Initial reports on the draft indicate increasing confidence behind the underlying science and behind a substantial human role in warming, primarily as a result of burning fossil fuels. That’s unlikely to come as a surprise to many who have regularly reviewed the peer-reviewed literature on the issue over recent years.
Using its established metrics for showing degrees of confidence, it appears the final report will increase the level of confidence concerning a human impact from 90 percent to 95 percent. The IPCC report at this point is likely also to reflect a downward revision in climate sensitivity but heightened concerns about risks of greater sea-level rise and threats to coastal communities.
New York Times reporter Justin Gillis’s August 19 front-page piece on a leaked version of the draft report noted continued difficulties in making reliable forecasts of likely climate change impacts at the local level, leaving governments and businesses “fumbling in the dark as they try to plan ahead.”
On the closely-watched issue of whether the global climate may be less sensitive to a doubling of carbon dioxide concentrations than earlier projected, Gillis wrote that the new draft “says the rise could be as low as 2.7 degrees F,” as opposed to the low-end projection of 3.6 degrees F in the 2007 Fourth Assessment Report. “But the draft says only that the low number is possible, not that it is likely,” Gillis reported, adding: “Many climate scientists see only a remote chance that the warming will be that low, with the published evidence suggesting that an increase above 5 degrees F is more likely if carbon dioxide doubles.”
Another issue certain to draw close attention in the new report will involve treatment of sea-level rise, in part because many believe sea-level rise projections in the previous assessment report had been overly conservative. Under the “most optimistic” scenario, Gillis reported, the draft projects that sea level could rise by only about 10 inches by 2100. But “at the other extreme,” with emissions continuing to swiftly increase, “sea-level rise could be expected to rise at least 21 inches and might increase a bit more than three feet” by the end of this century.

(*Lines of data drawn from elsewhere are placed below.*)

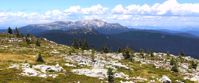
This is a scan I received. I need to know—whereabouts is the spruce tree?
[36,53,44,63]
[36,39,41,47]
[170,58,176,65]
[107,68,114,83]
[191,61,198,69]
[91,50,95,62]
[102,46,109,53]
[15,27,21,37]
[81,40,89,50]
[72,39,79,49]
[25,36,31,45]
[123,48,131,59]
[171,64,178,72]
[8,27,13,34]
[117,48,122,53]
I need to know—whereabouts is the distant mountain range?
[0,19,199,58]
[21,19,128,34]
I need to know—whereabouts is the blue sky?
[0,0,199,12]
[0,0,199,27]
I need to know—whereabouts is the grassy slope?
[0,34,195,83]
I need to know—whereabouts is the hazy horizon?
[0,0,199,30]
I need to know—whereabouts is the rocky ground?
[0,34,199,83]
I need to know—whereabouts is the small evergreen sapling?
[107,68,114,83]
[36,53,45,63]
[8,27,13,34]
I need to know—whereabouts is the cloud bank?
[0,0,199,27]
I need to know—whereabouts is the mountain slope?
[38,30,199,58]
[0,33,199,83]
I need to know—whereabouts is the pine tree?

A three-foot rise “would endanger many of the world’s great cities — among them New York, London, Shanghai, Venice, Sydney, Australia, Miami, and New Orleans,” he wrote.
Under current IPCC planning, the individual working groups are expected to release their reports starting at 10 a.m. Swedish time, 4 a.m. EDT, on Friday, September 27, after Working Group I meets over the preceding four days to review and approve its report. Working Group II, which is assessing scientific literature on impacts, adaptation, and vulnerability, is currently scheduled to meet to approve its report March 25-29, 2014, with release of that report expected soon thereafter. Working Group III, which is assessing scientific literature on mitigation, is scheduled to meet April 7-11, 2014, with the release of that report again expected soon after that meeting ends.
The all-important “Synthesis Report,” which many think is the only part of the full report many close observers and policy experts might actually be tempted to read in full, is unlikely to be officially released before authors meet October 27-31, 2014.
It’s highly likely that advance leaks of information from drafts of each of the working groups will continue right up to the times IPCC officially releases them, with IPCC continuing to remain officially mum until each is actually released.
Those interests traditionally labeled as being “skeptics” of the IPCC and its findings are expected to try to make the climate sensitivity and related warming “pause” issues the prisms through which the public will view the full body of work. Proponents of aggressively reducing carbon dioxide emissions, on the other hand, are certain to seek to counter those arguments and maintain that even the lower climate sensitivity figures continue to pose major challenges and do little more than buy additional time for serious mitigation. They are expected also to attempt to marshal increased public concern surrounding the sea-level rise issue and prospects for more severe weather anomalies and storm surges and increasing risks to public health and infrastructure resources.